Her sabah yeni bir gün doğarken,
Bir gün de eksilir ömürden;
Her şafak bir hırsız gibidir
Elinde bir fenerle gelen.
…..
Dünya dediğin bir bakışımızdır bizim;
Ceyhun nehri kanlı gözyaşımızdır bizim;
Cehennem, boşuna dert çektiğimiz günler,
Cennetse gün ettiğimiz günlerdir bizim.
…..
Hayyam’ın yazdıklarından,
Benim gönlümden dökülüyor…
Biraz hüzün,
Biraz neşe,
Biraz isyan…
Söz de değil,
Öz de kaybolmak istediğimizdendir.
Başkalarından çok
Yüreğimizin ne söylediğini işittiğimizdendir.
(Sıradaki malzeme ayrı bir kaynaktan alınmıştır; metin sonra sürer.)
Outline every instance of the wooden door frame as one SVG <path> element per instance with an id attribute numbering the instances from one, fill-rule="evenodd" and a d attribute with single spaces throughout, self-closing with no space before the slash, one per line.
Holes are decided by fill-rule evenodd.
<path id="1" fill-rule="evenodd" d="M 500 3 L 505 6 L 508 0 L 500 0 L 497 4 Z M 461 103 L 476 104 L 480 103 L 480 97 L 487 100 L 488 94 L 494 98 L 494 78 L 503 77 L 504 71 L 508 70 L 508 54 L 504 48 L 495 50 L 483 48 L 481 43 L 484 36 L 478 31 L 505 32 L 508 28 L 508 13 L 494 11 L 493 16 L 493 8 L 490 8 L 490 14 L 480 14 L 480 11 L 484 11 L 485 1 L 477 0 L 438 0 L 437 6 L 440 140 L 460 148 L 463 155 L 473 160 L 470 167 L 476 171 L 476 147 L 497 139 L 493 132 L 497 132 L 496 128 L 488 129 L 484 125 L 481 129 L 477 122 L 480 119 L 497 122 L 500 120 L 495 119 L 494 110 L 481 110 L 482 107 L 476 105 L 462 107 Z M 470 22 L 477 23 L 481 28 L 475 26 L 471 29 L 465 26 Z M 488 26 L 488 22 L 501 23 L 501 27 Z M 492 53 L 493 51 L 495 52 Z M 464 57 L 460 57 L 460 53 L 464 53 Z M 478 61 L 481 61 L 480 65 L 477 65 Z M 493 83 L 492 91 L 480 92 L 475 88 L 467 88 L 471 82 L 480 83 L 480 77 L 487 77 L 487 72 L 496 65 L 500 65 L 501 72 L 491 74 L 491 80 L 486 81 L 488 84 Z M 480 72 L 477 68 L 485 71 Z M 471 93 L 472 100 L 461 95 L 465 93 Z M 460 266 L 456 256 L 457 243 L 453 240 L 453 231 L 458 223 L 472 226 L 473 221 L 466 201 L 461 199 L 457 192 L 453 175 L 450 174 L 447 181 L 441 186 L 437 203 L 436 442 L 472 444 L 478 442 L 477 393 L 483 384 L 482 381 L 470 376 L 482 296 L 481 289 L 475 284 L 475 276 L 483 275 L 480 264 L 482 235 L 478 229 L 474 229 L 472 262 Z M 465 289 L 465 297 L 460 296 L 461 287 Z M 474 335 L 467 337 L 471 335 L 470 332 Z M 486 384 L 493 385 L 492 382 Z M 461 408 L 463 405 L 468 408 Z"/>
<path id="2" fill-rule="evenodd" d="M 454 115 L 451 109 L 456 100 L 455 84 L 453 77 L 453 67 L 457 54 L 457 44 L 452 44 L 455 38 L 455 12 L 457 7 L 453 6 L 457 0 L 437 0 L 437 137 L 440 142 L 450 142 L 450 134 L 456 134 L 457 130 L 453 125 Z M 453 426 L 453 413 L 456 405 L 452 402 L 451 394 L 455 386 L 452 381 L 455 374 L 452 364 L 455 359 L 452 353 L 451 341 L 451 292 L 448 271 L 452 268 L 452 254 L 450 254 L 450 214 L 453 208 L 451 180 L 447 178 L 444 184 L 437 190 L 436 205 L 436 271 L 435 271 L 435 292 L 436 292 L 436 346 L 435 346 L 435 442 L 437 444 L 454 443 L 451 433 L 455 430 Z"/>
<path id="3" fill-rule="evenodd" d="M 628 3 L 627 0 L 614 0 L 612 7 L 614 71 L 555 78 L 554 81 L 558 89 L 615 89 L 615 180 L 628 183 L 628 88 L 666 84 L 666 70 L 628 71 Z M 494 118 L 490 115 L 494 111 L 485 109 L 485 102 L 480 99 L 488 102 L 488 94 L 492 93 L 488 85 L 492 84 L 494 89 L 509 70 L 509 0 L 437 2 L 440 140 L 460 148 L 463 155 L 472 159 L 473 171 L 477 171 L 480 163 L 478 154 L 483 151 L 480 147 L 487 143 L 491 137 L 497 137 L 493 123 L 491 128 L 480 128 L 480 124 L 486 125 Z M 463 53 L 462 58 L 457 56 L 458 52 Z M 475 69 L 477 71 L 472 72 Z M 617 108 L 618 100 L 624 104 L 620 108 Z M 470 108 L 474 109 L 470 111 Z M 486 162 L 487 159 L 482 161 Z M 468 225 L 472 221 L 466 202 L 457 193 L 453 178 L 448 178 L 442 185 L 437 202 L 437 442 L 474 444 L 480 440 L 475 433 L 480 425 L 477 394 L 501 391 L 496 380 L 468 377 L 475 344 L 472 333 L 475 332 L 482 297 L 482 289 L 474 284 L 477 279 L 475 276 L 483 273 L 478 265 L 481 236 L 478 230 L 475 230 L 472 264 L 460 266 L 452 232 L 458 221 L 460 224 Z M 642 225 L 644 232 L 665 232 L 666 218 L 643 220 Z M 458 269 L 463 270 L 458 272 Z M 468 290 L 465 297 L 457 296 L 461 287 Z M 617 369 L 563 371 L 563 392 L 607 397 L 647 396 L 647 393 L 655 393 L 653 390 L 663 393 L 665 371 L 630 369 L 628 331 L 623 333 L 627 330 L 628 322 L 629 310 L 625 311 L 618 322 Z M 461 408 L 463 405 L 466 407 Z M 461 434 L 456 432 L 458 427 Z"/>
Aşk’a, sevdaya değer verdiğimizdendir.
Ne güzeldir ki Hayyam misali;
Düşündüğümüzü rahat söyleyebilmektir…
…..
Şu testi de benim gibi biriydi;
O da bir güzele vurgun, dertliydi.
Kim bilir, belki boynunda ki kulp da
Bir sevgilinin bembeyaz eliydi.
Dert çekme boşuna, hep gül de yaşa;
Zulüm yolunda hakkı bul da yaşa;
Sonu yokluk madem bu dünyamızın
Yok bil kendini, özgür ol da yaşa.
…..
Hayat üç günden ibaret değil mi?
Dün
Bugün
Yarın
…..
Yaşamak elindeyken bugüne bugün,
Ne diye bırakır, yarını düşünürsün?
Geçmiş, gelecek, kuru sevda bütün bunlar;
Kadrini bilmeğe hak avucundaki ömrün.
Niceleri geldi, neler istediler;
Sonunda dünyayı bırakıp gittiler;
Sen hiç gitmeyecek gibisin, değil mi?
O gidenler de hep senin gibiydiler.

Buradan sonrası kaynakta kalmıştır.